Wincing, I walked out of the closet. My breath came out in a long exhale as I sat down on my bed. My leg ached and so did the arm I’d been relying on for the cane. I gave myself a few minutes to get beyond the physical pain. I wasn’t about to put any more drugs into my system. The only thing I permitted myself was a hit of sugar from my candy drawer before I picked up the notebook and flicked to my notes from that night.
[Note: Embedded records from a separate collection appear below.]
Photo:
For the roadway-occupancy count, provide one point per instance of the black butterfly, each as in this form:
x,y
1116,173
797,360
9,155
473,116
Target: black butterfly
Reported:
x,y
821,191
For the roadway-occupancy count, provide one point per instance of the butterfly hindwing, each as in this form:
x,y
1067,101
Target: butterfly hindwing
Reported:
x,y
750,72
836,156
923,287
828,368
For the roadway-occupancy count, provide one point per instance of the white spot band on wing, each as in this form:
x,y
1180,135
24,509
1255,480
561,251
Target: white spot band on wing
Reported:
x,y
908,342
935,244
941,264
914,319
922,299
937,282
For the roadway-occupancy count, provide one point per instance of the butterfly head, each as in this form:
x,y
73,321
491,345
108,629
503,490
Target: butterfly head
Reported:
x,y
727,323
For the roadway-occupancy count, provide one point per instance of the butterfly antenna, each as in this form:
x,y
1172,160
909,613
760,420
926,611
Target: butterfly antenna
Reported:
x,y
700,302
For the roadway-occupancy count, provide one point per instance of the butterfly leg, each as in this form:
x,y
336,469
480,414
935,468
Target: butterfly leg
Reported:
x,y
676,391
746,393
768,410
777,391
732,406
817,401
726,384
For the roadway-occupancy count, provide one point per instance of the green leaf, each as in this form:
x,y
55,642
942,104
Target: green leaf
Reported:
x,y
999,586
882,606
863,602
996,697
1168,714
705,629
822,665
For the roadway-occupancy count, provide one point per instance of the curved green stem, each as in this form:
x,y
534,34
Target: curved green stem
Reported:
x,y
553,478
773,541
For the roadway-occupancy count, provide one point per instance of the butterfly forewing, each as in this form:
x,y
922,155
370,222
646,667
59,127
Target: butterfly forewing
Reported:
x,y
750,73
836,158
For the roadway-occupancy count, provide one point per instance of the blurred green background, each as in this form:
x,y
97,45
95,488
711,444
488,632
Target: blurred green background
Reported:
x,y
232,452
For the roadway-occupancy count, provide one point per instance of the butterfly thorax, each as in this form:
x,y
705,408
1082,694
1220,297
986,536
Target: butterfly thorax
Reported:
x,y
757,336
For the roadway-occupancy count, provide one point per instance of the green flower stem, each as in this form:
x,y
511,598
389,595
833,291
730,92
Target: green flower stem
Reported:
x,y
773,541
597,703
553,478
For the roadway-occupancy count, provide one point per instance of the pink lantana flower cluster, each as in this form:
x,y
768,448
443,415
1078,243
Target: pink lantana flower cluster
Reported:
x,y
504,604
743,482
 It’s been hours. I tried to find her. The road was so wet and slippery. He’s still downstairs, cleaning up the “mess” I made. Not my fault. I’m not the one who screamed at her until she left.

 

That was it. That’s all I’d written.

Stomach churning, I turned page after page in the hunt for more. But there was nothing relevant. Nausea twisted my gut, bile rising. Shoving the top of my forearm against my mouth, I squeezed my eyes shut. What had I done? What mess had I made?

And why couldn’t I remember?

 

* * *

 

I woke up in an awkward position on top of the blankets. I’d fallen asleep on the notebook and it had imprinted itself into the skin of my chest. The same way the words had imprinted themselves on my brain.
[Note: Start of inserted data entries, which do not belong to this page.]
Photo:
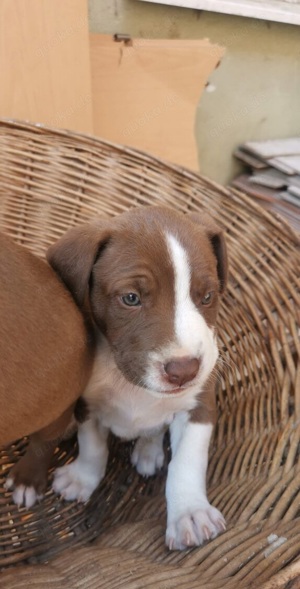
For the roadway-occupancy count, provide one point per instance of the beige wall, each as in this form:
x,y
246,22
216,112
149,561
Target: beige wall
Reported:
x,y
254,94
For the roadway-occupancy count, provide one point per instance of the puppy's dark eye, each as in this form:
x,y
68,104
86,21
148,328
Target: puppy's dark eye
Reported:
x,y
131,300
207,299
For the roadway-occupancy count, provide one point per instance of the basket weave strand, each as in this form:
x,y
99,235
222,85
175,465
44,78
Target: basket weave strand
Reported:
x,y
52,180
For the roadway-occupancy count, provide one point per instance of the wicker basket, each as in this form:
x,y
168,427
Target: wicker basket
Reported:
x,y
51,180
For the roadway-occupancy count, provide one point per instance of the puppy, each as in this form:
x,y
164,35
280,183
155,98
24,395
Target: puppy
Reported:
x,y
151,279
45,362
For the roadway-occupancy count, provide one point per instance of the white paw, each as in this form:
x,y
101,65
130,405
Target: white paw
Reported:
x,y
148,455
23,496
76,481
194,527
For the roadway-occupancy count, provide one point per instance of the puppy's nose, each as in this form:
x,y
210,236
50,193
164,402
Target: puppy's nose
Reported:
x,y
182,370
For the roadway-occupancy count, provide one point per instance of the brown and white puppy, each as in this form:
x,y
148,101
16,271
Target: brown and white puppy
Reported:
x,y
45,362
152,279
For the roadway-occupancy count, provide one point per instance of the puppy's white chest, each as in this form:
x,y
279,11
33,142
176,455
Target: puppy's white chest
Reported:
x,y
127,410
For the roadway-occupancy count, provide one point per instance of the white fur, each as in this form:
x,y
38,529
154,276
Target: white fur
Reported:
x,y
193,337
22,495
79,479
191,519
131,411
148,454
127,410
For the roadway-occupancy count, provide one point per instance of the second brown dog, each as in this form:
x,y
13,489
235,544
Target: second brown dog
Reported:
x,y
45,361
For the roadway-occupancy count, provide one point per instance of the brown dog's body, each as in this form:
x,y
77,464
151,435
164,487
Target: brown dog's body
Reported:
x,y
44,360
151,279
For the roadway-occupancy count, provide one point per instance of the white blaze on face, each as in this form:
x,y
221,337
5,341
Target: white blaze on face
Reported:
x,y
192,336
188,321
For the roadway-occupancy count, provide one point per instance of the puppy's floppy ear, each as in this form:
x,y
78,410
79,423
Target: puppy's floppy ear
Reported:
x,y
74,254
218,243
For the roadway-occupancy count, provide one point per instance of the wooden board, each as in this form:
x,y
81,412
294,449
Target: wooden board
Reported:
x,y
44,63
145,94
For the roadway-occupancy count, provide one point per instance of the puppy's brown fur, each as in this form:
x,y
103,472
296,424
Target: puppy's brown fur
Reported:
x,y
45,358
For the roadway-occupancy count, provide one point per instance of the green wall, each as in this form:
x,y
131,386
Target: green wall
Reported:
x,y
255,92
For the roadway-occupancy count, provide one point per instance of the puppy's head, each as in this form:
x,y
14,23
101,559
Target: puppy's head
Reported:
x,y
152,278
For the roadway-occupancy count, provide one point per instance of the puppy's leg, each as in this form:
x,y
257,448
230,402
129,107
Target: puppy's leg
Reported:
x,y
28,478
79,479
191,518
148,454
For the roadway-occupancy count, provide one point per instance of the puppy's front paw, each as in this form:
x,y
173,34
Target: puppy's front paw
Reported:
x,y
148,455
23,495
75,481
193,527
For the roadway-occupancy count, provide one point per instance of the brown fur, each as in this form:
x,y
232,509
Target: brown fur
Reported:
x,y
45,357
107,258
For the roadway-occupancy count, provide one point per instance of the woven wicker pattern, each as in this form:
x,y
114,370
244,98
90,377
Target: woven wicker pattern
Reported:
x,y
50,181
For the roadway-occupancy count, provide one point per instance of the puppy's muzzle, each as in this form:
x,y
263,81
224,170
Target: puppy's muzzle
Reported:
x,y
181,371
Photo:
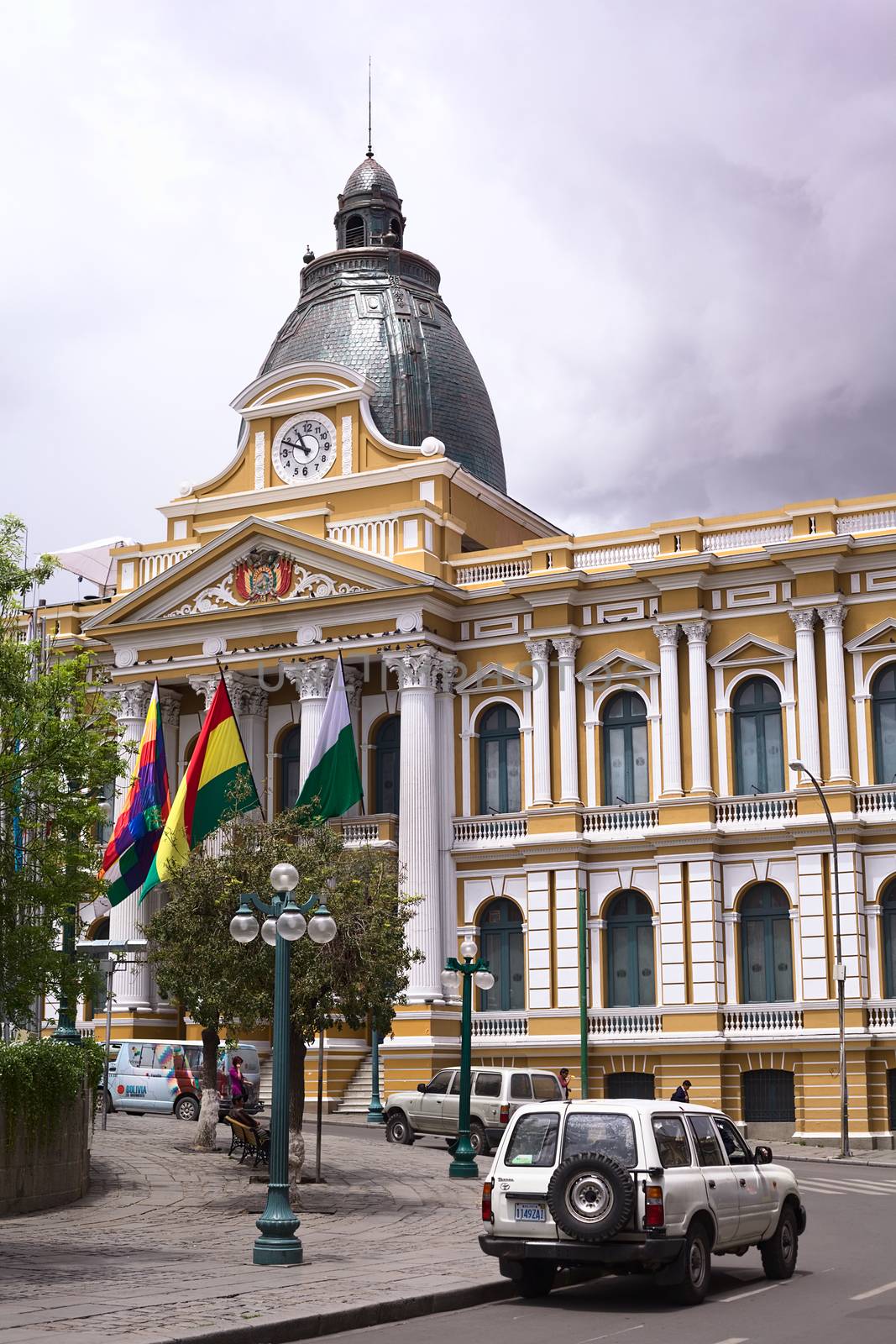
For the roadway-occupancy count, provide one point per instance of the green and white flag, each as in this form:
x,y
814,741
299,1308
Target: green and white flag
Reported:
x,y
333,781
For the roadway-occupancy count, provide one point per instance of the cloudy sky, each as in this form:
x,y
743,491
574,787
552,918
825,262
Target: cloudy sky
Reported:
x,y
665,228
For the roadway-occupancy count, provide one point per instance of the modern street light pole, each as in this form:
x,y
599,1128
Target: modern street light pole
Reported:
x,y
375,1113
285,922
469,971
840,969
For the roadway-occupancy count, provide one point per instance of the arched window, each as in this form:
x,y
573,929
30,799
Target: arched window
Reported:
x,y
499,734
759,752
387,743
766,949
625,750
289,768
884,711
501,947
888,938
355,232
631,968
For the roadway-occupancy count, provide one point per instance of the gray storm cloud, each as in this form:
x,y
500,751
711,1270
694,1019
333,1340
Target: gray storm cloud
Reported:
x,y
664,228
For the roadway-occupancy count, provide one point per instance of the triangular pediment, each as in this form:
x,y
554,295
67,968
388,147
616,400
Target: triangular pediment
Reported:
x,y
750,649
617,665
880,638
254,566
493,676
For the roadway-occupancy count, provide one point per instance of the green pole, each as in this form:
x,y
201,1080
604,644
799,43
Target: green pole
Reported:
x,y
278,1243
584,994
375,1115
464,1162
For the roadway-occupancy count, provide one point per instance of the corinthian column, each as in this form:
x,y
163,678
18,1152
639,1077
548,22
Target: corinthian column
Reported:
x,y
445,736
130,984
418,833
698,633
569,721
804,622
539,652
833,620
312,680
669,725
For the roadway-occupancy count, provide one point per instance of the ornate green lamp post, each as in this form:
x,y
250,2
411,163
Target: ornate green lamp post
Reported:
x,y
285,922
468,972
375,1115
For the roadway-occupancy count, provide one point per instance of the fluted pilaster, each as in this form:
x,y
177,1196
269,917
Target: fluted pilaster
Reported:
x,y
419,672
804,622
569,719
698,633
539,654
669,725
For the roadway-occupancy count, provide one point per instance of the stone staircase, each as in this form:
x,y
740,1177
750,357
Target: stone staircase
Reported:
x,y
358,1095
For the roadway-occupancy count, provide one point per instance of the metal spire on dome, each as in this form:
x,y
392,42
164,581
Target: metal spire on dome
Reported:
x,y
369,138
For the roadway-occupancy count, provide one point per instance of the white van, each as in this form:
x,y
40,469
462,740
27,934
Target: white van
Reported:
x,y
165,1075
The first thing I did after waking was rip out the damning page. With it crushed in my hand, I hobbled over to the bathroom and, after tearing it to confetti, flushed it down the toilet. My cheeks burned as the water swirled, but I watched to make sure the pipes sucked down every last piece. It took multiple flushes for the water to run clear.

I hadn’t hurt my mother.

Whatever had happened that night, I hadn’t hurt the only person who loved me. The notebook was nothing but a distraction, the dramatic angst of a sixteen-year-old who hadn’t yet learned the art of subtlety.

Ping.

The alert from my phone had me walking back into the room to glance at the screen. It said: Appointment with Dr. Binchy, 10 a.m.

The last thing I needed right now was to lose time in a surgeon’s office, but it would be even worse to miss the appointment and screw up my leg any further. Leaving the reminder on the home screen, I walked into the bathroom. I managed a shower by sitting on the stool Shanti had put in there and using the handheld shower attachment. Then I got dressed.

Remembering something else I’d glimpsed in the notebook, I picked it up and flicked through it until I found the entry. My eyes narrowed. I’d almost forgotten that incident, but now the voice—hard and male and hot with anger—was vivid in my mind.